Ubuntu 18.04 hangs at "kvm: exiting hardware virtualization" on AMD servers with DVD

Bug #1777674 reported by Sujith Pandel on 2018-06-19
10
This bug affects 1 person
Affects Status Importance Assigned to Milestone
dellserver
Undecided
Unassigned
linux (Ubuntu)
High
Unassigned
Bionic
High
Unassigned
systemd (Ubuntu)
Undecided
Unassigned

Bug Description

Ubuntu 18.04 hangs at "kvm: exiting hardware virtualization" on AMD servers when under graceful reboot stress for 12hrs.

* This hand is observed only when Onboard SATA DVD Drive is connected.

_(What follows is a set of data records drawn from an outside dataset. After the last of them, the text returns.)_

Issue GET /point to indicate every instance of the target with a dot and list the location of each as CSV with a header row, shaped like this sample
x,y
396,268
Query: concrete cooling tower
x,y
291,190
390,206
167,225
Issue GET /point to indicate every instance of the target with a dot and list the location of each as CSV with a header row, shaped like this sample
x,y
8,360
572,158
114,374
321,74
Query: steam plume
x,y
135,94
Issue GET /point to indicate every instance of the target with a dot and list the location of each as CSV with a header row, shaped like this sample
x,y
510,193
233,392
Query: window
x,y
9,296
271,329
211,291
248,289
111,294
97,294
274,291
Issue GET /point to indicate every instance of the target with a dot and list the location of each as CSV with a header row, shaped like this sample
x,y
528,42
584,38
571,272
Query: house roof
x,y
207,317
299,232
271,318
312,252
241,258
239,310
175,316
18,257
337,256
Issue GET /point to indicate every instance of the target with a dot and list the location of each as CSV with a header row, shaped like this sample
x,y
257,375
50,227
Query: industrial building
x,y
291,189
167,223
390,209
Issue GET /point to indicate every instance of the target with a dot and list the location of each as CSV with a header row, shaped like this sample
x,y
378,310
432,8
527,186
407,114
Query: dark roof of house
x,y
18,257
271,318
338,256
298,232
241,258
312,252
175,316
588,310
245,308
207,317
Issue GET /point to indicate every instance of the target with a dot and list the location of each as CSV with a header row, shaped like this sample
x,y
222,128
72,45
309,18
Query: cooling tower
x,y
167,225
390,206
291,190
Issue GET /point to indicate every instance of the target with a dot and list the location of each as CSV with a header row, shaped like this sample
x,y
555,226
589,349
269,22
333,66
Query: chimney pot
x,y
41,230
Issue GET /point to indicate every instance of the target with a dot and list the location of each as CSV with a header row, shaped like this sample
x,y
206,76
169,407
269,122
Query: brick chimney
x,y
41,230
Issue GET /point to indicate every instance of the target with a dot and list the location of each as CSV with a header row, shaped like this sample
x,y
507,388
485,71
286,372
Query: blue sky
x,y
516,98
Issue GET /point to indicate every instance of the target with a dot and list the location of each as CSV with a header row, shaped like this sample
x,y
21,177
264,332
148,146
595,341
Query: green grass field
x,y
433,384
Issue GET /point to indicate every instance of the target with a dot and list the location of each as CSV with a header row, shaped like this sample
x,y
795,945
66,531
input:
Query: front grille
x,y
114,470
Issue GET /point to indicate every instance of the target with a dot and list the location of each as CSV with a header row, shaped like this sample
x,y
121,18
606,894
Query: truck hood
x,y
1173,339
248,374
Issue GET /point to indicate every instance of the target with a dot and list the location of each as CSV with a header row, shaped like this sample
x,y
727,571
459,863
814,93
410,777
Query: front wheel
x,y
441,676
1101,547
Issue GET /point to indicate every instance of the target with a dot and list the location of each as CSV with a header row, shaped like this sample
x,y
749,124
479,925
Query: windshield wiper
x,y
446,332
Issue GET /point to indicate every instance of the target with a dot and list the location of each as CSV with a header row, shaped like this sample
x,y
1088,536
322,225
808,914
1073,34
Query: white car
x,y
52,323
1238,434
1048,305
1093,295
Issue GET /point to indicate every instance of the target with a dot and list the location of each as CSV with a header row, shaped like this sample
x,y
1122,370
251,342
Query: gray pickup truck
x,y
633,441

* Not seen with Ubuntu 16.04.4 (HWE kernel v4.13)

* Seen with Ubuntu 18.04 (4.15.0-23-generic, 4.15.0-20-generic)

Steps:
Setup a DellEMC AMD server with Onboard DVD Drive, install Ubuntu 18.04 and start reboot stress
After a few reboots, observe that the machine hangs at "kvm: exiting hardware virtualization" and does not proceed with reboot cycles.

Only physical reset helps in continuing the reboot test.

Sujith Pandel (sujithpandel) wrote :
Sujith Pandel (sujithpandel) wrote :

Logs where the hang is not seen:
<snip>
[ 75.448494] kvm: exiting hardware virtualization
[ 76.187482] reboot: Restarting system
[ 76.191663] reboot: machine restart
[ 76.197621] ACPI MEMORY or I/O RESET_REG.
</snip>

The last 3 lines are not seen when the hang is observed.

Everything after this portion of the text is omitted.